Of course, if the agent's data told us the sequences and their orders, our problem would be over. Unfortunately, all we know is their sizes and the contents of the final arrangement. So, revisiting the example, imagine that I told you only the following: (i) splitting with r1 gave sizes 5, 6 (ii) splitting with r2 gives no split (iii) splitting with r3 gives sizes 3 and 8 (iv) splitting with r1, r2, and r3 gives three cuts (which I'm deliberately writing in order of size, because that's the order in which all these results are given): TC, CAT, TGTATA. What would you do?

To infer the order, note that none of our enzymes cuts at AT or AC or CC junctions. So TC can bind only to TGTATA (which is also consistent with the fact that r3 splits the sequence into lengths 3 and 8). Further TGTATA must be on the right because it cannot bind to anything. This gives us a single possible ordering CAT TC TGTATA.''

Here is the data about the smaller sequence. The restriction enzymes cut as stated before (r1 cuts at CT, r2 cuts at AG, and r3 cuts at TT.

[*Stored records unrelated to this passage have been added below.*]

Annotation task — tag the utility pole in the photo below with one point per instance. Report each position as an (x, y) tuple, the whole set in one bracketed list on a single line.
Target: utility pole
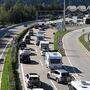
[(64, 15)]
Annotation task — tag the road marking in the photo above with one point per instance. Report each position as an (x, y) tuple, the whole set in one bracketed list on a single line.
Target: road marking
[(71, 64), (23, 77), (22, 72), (53, 85)]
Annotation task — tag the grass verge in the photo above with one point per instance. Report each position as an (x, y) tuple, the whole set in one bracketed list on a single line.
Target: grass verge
[(85, 44), (58, 38), (10, 76)]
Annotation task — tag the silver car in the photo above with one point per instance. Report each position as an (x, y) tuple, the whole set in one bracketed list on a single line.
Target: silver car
[(60, 75)]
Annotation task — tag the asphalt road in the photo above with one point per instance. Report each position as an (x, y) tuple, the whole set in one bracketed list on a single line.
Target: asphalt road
[(78, 57), (12, 31), (38, 64)]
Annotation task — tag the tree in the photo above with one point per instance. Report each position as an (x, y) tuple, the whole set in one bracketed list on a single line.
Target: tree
[(4, 15)]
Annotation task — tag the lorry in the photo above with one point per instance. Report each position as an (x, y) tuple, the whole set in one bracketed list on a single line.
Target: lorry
[(44, 46), (53, 60)]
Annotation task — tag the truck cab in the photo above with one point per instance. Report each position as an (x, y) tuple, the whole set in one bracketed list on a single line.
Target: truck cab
[(53, 60)]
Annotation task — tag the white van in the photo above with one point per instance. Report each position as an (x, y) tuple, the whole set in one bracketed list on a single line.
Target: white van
[(79, 85), (53, 60)]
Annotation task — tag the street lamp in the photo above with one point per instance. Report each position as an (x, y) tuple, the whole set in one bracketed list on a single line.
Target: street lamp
[(64, 15)]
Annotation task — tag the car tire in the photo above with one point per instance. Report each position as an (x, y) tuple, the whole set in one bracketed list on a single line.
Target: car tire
[(48, 76), (57, 80)]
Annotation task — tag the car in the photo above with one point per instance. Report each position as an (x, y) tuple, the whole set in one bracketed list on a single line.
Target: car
[(60, 75), (37, 89), (30, 32), (24, 56), (27, 50), (22, 45), (27, 39), (33, 80)]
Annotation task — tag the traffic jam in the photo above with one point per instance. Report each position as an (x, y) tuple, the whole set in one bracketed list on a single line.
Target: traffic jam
[(41, 64)]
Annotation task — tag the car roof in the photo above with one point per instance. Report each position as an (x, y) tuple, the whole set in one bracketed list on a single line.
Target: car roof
[(62, 71), (81, 85), (37, 89)]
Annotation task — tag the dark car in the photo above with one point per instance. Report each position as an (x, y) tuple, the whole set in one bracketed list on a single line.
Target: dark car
[(33, 80), (27, 39)]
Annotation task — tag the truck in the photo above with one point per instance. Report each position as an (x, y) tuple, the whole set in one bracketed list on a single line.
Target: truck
[(44, 46), (53, 60)]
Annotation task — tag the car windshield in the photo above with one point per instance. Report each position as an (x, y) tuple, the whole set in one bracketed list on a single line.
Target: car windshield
[(54, 61), (41, 38), (65, 74), (34, 78)]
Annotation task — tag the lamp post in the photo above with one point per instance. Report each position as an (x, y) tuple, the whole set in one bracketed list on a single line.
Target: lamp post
[(64, 15)]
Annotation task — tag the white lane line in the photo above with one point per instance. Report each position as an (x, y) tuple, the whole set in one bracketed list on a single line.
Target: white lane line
[(39, 59), (53, 85), (23, 77), (22, 72)]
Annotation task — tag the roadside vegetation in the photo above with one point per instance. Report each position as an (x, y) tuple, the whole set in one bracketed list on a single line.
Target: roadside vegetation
[(5, 84), (85, 44), (58, 39), (10, 76)]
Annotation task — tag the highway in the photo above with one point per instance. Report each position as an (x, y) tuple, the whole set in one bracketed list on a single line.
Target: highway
[(12, 31), (78, 57), (38, 64)]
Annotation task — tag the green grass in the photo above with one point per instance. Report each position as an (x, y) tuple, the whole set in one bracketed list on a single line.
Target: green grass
[(58, 35), (5, 85), (85, 44)]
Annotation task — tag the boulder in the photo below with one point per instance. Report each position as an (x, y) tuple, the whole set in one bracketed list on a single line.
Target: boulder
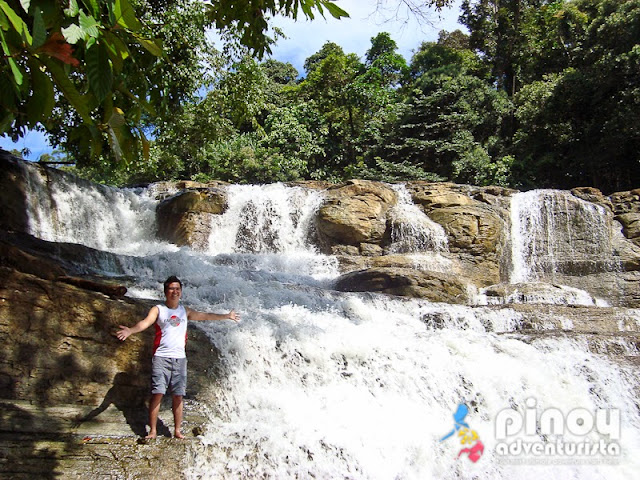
[(353, 214), (72, 396), (408, 282), (184, 219), (473, 228)]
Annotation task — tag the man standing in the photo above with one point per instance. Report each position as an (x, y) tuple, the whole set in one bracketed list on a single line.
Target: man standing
[(169, 364)]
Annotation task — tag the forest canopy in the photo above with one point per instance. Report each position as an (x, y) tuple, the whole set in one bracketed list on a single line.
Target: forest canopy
[(536, 94)]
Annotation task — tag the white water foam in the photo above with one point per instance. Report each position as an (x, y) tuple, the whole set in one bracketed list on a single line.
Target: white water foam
[(319, 384)]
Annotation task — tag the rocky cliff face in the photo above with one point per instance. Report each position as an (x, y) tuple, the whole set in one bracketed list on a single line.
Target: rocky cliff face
[(359, 223), (73, 397)]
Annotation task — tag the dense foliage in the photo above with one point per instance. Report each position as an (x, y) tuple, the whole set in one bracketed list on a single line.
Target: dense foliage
[(539, 93)]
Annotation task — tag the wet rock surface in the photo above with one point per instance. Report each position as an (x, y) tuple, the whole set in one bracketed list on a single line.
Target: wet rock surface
[(73, 397)]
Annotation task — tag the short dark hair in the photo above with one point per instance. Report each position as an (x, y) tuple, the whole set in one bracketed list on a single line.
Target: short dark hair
[(170, 280)]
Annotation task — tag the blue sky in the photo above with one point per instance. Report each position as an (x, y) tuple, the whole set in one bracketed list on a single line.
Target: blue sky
[(304, 38)]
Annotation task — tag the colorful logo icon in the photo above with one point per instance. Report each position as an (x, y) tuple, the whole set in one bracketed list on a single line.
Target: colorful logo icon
[(466, 435)]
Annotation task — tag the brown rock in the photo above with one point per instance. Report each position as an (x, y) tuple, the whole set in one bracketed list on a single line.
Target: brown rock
[(184, 219), (476, 229), (355, 213), (408, 282)]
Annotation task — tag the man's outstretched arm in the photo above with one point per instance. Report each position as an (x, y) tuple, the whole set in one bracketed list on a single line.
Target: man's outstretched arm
[(149, 320), (199, 316)]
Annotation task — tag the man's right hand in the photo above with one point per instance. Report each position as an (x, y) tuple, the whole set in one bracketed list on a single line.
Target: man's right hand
[(123, 333)]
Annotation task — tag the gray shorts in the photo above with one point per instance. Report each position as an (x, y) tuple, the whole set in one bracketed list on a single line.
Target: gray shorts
[(169, 374)]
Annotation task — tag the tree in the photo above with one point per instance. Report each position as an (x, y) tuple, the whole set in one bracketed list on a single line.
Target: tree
[(582, 125), (93, 54)]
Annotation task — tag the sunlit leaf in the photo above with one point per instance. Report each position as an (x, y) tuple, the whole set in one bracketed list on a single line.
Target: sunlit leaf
[(17, 73), (39, 28), (68, 89), (150, 45), (335, 10), (17, 22), (42, 100), (125, 16), (72, 8), (93, 6), (73, 33), (89, 25), (99, 71)]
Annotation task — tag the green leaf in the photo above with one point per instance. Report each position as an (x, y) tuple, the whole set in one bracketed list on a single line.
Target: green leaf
[(78, 101), (39, 28), (17, 22), (73, 34), (93, 7), (17, 73), (89, 24), (118, 50), (125, 16), (152, 46), (334, 10), (4, 21), (99, 71), (42, 101), (72, 9)]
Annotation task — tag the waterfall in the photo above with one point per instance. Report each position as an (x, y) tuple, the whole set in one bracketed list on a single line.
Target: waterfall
[(63, 209), (411, 230), (316, 383), (414, 234), (554, 232)]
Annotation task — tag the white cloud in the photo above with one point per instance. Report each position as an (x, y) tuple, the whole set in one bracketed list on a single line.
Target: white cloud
[(354, 34), (307, 37), (33, 140)]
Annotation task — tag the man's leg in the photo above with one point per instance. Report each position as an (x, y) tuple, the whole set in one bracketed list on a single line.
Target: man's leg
[(177, 415), (154, 410)]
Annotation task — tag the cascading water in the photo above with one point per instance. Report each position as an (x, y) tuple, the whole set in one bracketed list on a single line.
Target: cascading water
[(320, 384), (554, 232), (414, 234)]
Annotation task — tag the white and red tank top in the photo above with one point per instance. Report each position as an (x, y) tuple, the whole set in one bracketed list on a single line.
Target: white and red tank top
[(171, 332)]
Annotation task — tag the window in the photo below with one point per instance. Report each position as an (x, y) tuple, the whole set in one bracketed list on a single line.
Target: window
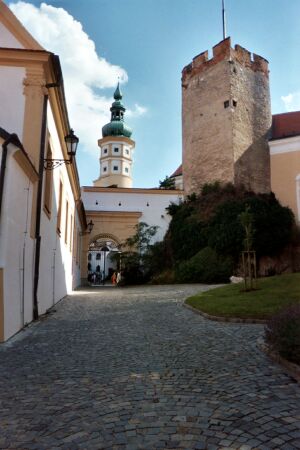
[(67, 222), (59, 208), (78, 248), (71, 232), (48, 185)]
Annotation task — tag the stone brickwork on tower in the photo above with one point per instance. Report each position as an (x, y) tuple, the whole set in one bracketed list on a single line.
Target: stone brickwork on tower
[(226, 119)]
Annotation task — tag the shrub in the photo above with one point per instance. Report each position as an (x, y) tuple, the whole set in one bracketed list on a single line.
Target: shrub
[(165, 277), (282, 333), (204, 267)]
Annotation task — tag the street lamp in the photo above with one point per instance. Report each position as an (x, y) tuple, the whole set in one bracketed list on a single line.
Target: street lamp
[(120, 261), (89, 227), (104, 249), (71, 141)]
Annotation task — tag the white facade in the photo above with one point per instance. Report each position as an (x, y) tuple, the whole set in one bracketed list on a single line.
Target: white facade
[(12, 99), (25, 72), (151, 203), (16, 245)]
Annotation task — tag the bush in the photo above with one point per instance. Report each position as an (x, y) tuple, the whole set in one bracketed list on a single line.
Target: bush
[(282, 333), (204, 267), (165, 277)]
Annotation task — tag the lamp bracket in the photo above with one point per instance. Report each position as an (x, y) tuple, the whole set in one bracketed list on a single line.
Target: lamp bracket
[(51, 164)]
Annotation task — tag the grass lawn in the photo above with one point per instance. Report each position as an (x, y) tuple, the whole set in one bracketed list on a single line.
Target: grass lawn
[(273, 294)]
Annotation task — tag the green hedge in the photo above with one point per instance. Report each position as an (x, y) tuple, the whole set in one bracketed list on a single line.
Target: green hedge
[(204, 267)]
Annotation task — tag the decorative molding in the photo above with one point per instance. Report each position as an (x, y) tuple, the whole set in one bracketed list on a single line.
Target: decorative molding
[(285, 145), (175, 192), (26, 165)]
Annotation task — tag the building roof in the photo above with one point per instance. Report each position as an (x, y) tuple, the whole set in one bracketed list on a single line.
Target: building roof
[(178, 172), (286, 125)]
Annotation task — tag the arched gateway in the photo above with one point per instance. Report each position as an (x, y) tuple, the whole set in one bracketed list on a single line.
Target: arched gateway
[(103, 258)]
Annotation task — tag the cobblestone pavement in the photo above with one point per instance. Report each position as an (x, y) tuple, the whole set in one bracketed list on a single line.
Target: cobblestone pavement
[(132, 369)]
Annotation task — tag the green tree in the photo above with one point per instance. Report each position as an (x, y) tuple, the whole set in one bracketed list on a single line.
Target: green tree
[(167, 183)]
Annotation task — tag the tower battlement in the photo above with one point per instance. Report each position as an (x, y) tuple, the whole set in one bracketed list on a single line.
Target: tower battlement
[(223, 51)]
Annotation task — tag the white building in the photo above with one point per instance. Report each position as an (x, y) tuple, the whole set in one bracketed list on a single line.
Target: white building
[(42, 216), (112, 204)]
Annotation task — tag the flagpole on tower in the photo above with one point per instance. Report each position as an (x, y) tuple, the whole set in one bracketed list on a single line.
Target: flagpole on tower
[(224, 19)]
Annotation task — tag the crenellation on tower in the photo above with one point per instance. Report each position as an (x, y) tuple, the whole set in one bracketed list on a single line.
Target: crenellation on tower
[(221, 52), (226, 119)]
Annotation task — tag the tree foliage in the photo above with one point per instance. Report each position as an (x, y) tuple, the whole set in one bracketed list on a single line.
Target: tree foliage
[(167, 183)]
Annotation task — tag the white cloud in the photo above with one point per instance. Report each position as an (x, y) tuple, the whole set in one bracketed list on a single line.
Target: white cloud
[(137, 111), (84, 71), (291, 101)]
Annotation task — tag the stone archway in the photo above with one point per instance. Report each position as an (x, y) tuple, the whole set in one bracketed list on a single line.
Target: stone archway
[(103, 252)]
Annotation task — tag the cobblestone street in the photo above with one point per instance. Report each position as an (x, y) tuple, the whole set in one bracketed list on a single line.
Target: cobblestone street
[(133, 369)]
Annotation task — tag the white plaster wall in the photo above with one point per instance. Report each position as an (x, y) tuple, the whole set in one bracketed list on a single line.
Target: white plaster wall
[(76, 264), (7, 39), (14, 238), (12, 99), (56, 264), (154, 214)]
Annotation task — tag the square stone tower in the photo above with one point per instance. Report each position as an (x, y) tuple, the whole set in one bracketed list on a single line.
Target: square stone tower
[(226, 119)]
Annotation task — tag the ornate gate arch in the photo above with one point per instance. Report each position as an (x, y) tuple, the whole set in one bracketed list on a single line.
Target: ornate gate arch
[(102, 261)]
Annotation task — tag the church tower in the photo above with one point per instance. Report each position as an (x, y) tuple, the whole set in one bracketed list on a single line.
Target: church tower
[(226, 119), (116, 148)]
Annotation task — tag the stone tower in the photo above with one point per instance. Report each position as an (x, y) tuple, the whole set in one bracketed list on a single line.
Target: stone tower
[(116, 148), (226, 119)]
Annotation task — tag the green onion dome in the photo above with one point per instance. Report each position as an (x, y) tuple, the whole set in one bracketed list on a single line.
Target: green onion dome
[(116, 126)]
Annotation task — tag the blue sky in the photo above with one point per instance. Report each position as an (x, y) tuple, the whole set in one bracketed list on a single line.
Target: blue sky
[(149, 42)]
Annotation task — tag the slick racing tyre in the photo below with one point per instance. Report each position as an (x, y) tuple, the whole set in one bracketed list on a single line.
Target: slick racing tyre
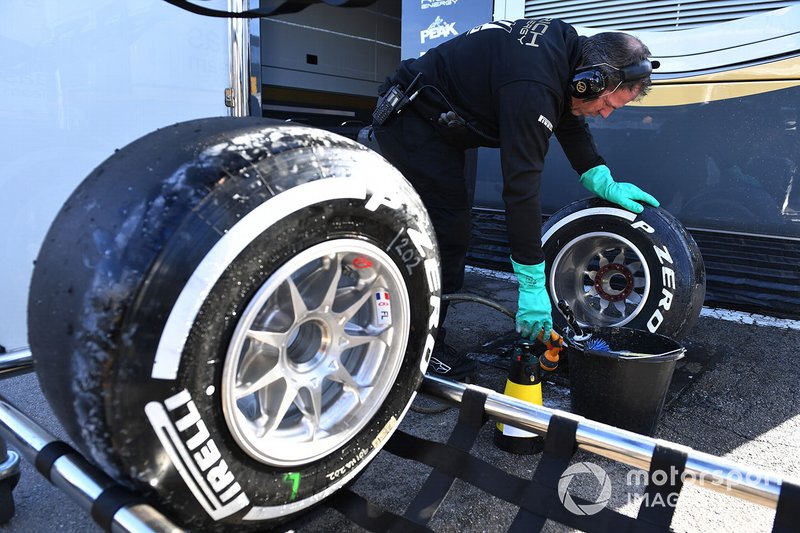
[(617, 268), (233, 315)]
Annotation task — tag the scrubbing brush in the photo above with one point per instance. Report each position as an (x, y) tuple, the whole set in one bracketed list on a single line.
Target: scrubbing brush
[(582, 339)]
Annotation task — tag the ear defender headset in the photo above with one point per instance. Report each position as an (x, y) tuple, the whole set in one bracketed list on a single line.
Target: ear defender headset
[(590, 82)]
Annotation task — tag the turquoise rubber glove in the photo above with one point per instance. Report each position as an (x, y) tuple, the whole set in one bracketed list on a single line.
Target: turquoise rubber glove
[(534, 312), (627, 195)]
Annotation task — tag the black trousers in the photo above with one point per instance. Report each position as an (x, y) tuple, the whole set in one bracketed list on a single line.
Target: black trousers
[(435, 166)]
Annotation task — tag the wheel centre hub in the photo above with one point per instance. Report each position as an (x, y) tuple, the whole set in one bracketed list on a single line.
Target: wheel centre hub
[(308, 342), (613, 282)]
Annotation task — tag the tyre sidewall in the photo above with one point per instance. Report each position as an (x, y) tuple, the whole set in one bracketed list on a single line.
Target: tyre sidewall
[(386, 216), (669, 255)]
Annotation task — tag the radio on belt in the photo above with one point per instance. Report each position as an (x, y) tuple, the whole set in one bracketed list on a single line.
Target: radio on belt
[(393, 101)]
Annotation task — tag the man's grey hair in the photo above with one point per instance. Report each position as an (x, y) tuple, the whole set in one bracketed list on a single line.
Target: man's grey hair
[(618, 50)]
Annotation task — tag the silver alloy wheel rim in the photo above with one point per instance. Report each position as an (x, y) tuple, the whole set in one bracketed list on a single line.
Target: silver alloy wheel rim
[(603, 277), (316, 352)]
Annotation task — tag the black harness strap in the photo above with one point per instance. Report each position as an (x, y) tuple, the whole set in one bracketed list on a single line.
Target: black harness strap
[(49, 454), (111, 500), (787, 514), (559, 447), (664, 485), (471, 417), (370, 516)]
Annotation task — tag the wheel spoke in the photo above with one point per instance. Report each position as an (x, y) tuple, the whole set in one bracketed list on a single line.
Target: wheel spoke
[(245, 388), (341, 375), (309, 401), (298, 305), (274, 414), (330, 295), (352, 309)]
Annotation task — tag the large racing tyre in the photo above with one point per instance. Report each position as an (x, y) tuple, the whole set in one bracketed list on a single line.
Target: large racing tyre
[(616, 268), (233, 315)]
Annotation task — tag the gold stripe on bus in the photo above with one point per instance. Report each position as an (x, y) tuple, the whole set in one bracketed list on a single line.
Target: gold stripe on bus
[(785, 69), (697, 93)]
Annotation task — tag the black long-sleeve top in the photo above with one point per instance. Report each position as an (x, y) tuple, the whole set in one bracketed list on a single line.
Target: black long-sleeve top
[(509, 80)]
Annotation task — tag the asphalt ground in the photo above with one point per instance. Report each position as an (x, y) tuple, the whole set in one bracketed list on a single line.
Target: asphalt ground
[(736, 394)]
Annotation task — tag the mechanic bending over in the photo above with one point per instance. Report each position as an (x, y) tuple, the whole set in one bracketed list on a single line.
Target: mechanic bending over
[(507, 84)]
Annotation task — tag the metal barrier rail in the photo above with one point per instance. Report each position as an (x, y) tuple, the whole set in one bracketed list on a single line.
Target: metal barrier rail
[(84, 482), (72, 473), (724, 476)]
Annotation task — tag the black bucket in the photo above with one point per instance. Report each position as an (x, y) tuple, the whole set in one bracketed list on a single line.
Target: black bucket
[(627, 385)]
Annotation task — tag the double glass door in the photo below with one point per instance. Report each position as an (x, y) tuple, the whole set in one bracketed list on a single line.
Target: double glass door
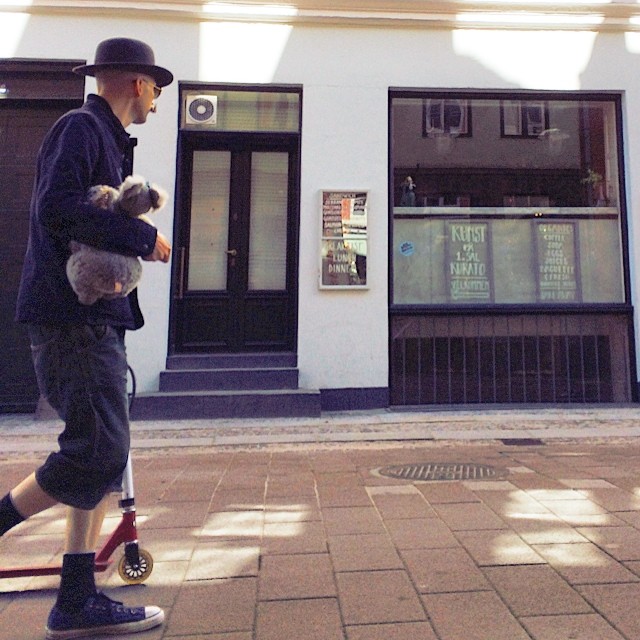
[(235, 286)]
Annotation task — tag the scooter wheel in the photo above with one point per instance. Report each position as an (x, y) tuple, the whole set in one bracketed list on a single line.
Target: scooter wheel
[(139, 573)]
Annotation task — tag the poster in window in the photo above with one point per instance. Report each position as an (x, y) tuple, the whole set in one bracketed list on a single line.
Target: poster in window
[(344, 240), (468, 264), (558, 277)]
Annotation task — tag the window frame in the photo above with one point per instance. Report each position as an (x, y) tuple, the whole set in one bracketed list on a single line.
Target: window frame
[(525, 128), (525, 96)]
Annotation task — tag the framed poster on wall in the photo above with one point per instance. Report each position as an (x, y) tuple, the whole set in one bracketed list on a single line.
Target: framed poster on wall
[(344, 240)]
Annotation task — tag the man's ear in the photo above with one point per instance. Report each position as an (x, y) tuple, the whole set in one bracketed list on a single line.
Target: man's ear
[(137, 83)]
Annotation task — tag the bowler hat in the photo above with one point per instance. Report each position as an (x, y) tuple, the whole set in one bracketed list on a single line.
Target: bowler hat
[(128, 55)]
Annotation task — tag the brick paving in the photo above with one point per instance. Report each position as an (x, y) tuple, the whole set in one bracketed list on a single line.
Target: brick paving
[(289, 530)]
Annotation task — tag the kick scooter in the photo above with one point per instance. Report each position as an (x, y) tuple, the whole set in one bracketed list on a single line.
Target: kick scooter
[(136, 564)]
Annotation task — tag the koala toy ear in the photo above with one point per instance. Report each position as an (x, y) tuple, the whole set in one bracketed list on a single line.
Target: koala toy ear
[(102, 196)]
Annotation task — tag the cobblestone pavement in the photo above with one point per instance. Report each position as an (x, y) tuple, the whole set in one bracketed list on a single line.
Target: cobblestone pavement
[(528, 527)]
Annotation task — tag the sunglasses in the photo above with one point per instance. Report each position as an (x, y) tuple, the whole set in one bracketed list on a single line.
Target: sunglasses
[(156, 89)]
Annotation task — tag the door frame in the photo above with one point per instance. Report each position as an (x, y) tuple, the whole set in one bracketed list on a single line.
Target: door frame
[(206, 139), (30, 85)]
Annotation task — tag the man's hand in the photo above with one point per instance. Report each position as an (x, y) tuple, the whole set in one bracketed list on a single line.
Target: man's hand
[(161, 252)]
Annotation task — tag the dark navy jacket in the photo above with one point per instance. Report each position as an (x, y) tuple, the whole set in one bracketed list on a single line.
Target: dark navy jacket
[(85, 147)]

What cuts: Sizes of cuts (in order of size)
r1 2 2 2 7 9 11 17
r2 2 4 4 11 29
r3 1 49
r1 r2 2 2 2 2 2 2 4 7 7 9 11
r1 r3 1 2 2 2 6 9 11 17
r2 r3 1 2 4 4 10 29

Finally, the last thing we know is the collection of sequences in order of size after being cut by all three restriction enzymes:

Our question to you now is what is the entire sequence in its natural order? If you can't be completely precise, we understand, but the more you can tell us, the easier it will be for us to find an anti-body.

What do the repeats, like the ones for TC, mean?

According to our agent, they mean that TC appears three separate times in the sequence. Generate a set of sizes and their sequences for each kind of restriction and each combination of restrictions. From this, figure out the entire sequence. Here is an intermediate result: 0: "T" 1-6: "TCCATC" 7-8: "TC" 9-10: "TA" 11-12: "GA" 13-19: "GTCCGTC" 20-28 "TCACACGGC" 29-30 "TC" 31-41 "TCGCACACGGA" 42-45 "GATA" 46: "GC" 48: "TC"


Your Task

There is no architecture team for this problem. You will be given information like what you see above and you are to try to determine the sequence. I will wait until class to give you that information.